Court Resolves Lawsuit Addressing Pastor’s Financial Mismanagement

First Amendment doesn’t prevent court from resolving lawsuit brought forth by former board members.

Key point 9-07. The First Amendment allows civil courts to resolve internal church disputes so long as they can do so without interpreting doctrine or polity.

* A Louisiana court ruled that the First Amendment guaranty of religious freedom did not prevent it from resolving a lawsuit brought by former board members of a church seeking redress for the pastor's financial mismanagement. A church's governing board (its "board of deacons") passed a resolution calling for the pastor's termination. In response, the pastor called a special meeting of the congregation to elect a new board of deacons. At the meeting, the pastor's slate of proposed deacons was elected and the dissidents were voted off the board. The dissidents filed a lawsuit claiming that the pastor had mismanaged church property and had misused church funds by, among other things, using church funds for his own personal gain. The dissidents also alleged that the pastor had destroyed some of the church's financial records in order to conceal his wrongdoing.
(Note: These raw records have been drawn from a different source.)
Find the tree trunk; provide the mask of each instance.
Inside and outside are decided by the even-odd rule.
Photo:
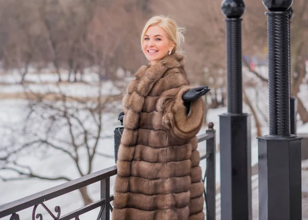
[[[87,187],[84,187],[79,189],[79,191],[81,193],[85,206],[93,203],[93,200],[91,199],[91,198],[90,198],[90,196],[89,196],[89,195],[87,192]]]

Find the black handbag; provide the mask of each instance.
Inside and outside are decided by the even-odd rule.
[[[121,125],[123,125],[124,117],[124,112],[122,112],[118,117],[118,120],[120,121]],[[121,138],[122,137],[124,130],[124,128],[123,127],[116,127],[114,131],[113,131],[114,138],[114,161],[116,161],[116,163],[117,163],[117,161],[118,160],[118,152],[119,151],[119,148],[121,142]]]
[[[116,127],[113,131],[114,134],[114,161],[117,163],[118,160],[118,151],[119,151],[119,147],[121,142],[121,138],[123,133],[124,128],[123,127]]]

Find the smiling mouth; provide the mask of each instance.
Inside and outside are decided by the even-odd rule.
[[[156,53],[157,52],[158,52],[158,50],[148,50],[147,51],[149,53]]]

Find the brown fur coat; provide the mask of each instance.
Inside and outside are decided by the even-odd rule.
[[[182,96],[191,87],[183,58],[143,66],[128,84],[113,220],[204,219],[196,136],[203,105],[202,99],[192,102],[187,115]]]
The dissidents asked the court to issue an order (1) barring the pastor from accessing any of the church's financial records; (2) freezing the disposition church property pending a hearing; (3) calling for an accounting of the church's bank accounts from the time that the pastor gained control over the accounts; (4) appointing a trustee to protect and preserve church property; (5) holding the pastor liable for any expenditures of church funds that were not related to church business; (6) ordering the pastor to comply with the subpoena; and (7) requiring the pastor to resign.

The pastor asked the trial court to dismiss the lawsuit on the ground that each of the dissidents' claims implicated internal church governance. The court ruled that the congregation's decision to retain the pastor and oust the board was legally valid, but it agreed with the pastor that any resolution of the dissidents' claims pertaining to church finances would violate the First Amendment. A state appeals court agreed. It concluded:

We are limited in our authority to interfere with the internal matters of a church …. The courts will not assume jurisdiction, in fact has none, to resolve disputes regarding their spiritual or ecclesiastical affairs. However, there is jurisdiction to resolve questions of civil or property rights …. [The dissidents] allege that the pastor mismanaged the financial assets and the property of the church. Their allegations that the pastor had used church funds for personal gain, that he had mismanaged church property, that he had destroyed church records, and that he had refused to comply with a subpoena do not involve any ecclesiastical or spiritual matters …. Neither side seeks to raise [theological] questions. They argue no issues of differences in religious faith or creed, and argue no spiritual conflicts, or ecclesiastical doctrine. Rather, the underlying dispute revolves around the property of the Church—control over its financial assets and affairs—and not God. Because this case does not involve any ecclesiastical or spiritual issues and is instead focused solely on issues involving the financial affairs and property rights of the church, we hold that the trial court had jurisdiction to consider the merits of the contestants' complaint. McClendon v. Pugh, 49 So.3d 1238 (Ala. App. 2010).